Like the beginning when writer Dashrath Joglekar’s (Nana Patekar) family go shopping in a mall, and the scene goes on forever, just so that he can get an idea for his best novel titled Bazaar—how literal can it get.

Then, on his way to Delhi to receive an award, Dashrath meet a filmmaker (Nakul Vaid) on the train, and he narrates a part of his novel Janaaza to him, in which he had created an alter ego Satish, who rescues a courtesan Lajwanti (Rekha) from her patron, who has just let his cronies rape her. In the process of the story-telling, are included three or four mujras— there’s one more later, plus a pseudo cabaret; it’s as if Ghose thought to himself, that if he had signed up prima donna Rekha, he might as well get his money’s worth of dancing from her.

The literary award has been sponsored by an industrial house, that plays its commercial (starring Sanjay Dutt) before the award presentation, again so literal a device to get Dashrath an opening for a speech on consumerism and greed in a market-driven society.

Ghose is unable to express this rather stale rant in adequately cinematic terms. When Dashrath goes to meet the real Lajwanti in Hyderabad, while his wife (Deepti Naval) fumes, the classical singer and dancer is seen doing a crude film number for a bunch of drunken youth, which is meant to portray the selling of pure culture to Bollywood (that is Bazaar) vulgarity. Since Lajwanti follows this with a classical mujra for Dashrath, you deduce that Ghose wants to say that the old way of life with leisurely performance by tawaifs was better. It’s all very well to romanticize the past, but was it any less exploitative for the women?
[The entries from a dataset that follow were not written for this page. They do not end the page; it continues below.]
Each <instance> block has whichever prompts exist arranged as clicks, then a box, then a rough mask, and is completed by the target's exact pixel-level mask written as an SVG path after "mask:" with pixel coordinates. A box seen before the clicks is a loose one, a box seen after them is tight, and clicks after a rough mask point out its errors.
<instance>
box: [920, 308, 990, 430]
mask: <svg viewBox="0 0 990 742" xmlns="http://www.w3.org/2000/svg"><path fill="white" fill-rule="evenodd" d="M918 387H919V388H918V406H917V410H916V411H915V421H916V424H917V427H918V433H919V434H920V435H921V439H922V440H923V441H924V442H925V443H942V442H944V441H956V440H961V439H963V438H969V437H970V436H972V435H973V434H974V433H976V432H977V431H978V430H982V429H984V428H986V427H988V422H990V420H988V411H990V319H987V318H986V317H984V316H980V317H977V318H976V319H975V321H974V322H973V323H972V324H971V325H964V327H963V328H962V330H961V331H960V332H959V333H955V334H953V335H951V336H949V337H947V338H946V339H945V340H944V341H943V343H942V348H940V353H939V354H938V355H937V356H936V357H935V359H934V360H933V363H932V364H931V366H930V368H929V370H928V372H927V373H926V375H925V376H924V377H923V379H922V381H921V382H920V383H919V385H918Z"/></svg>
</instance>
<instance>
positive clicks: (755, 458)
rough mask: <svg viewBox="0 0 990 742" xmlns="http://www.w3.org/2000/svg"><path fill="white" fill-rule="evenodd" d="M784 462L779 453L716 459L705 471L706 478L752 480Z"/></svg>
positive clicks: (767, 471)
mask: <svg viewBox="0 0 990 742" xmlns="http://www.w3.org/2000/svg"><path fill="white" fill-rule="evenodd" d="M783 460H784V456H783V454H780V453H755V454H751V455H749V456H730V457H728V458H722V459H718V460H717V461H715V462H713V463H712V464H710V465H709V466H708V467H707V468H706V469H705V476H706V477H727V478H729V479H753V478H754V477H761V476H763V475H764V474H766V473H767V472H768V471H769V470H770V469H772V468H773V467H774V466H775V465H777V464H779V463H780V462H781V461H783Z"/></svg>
The film splutters to life when Rekha is on screen, but towards the end, even her Umrao Jaan adas get to be giggle-inducing. Deepti Naval is bankably intense as the wife, Nana Patekar with his slow drawl is oddly off-colour.

At one point the writer asks the filmmaker about his approach to the story-- “real, unreal or surreal.” Ghose film also flounders between the three—which would have made for very exciting cinema if he had been able to pull it off. Yatra is an idea that doesn’t culminate into a very satisfying journey.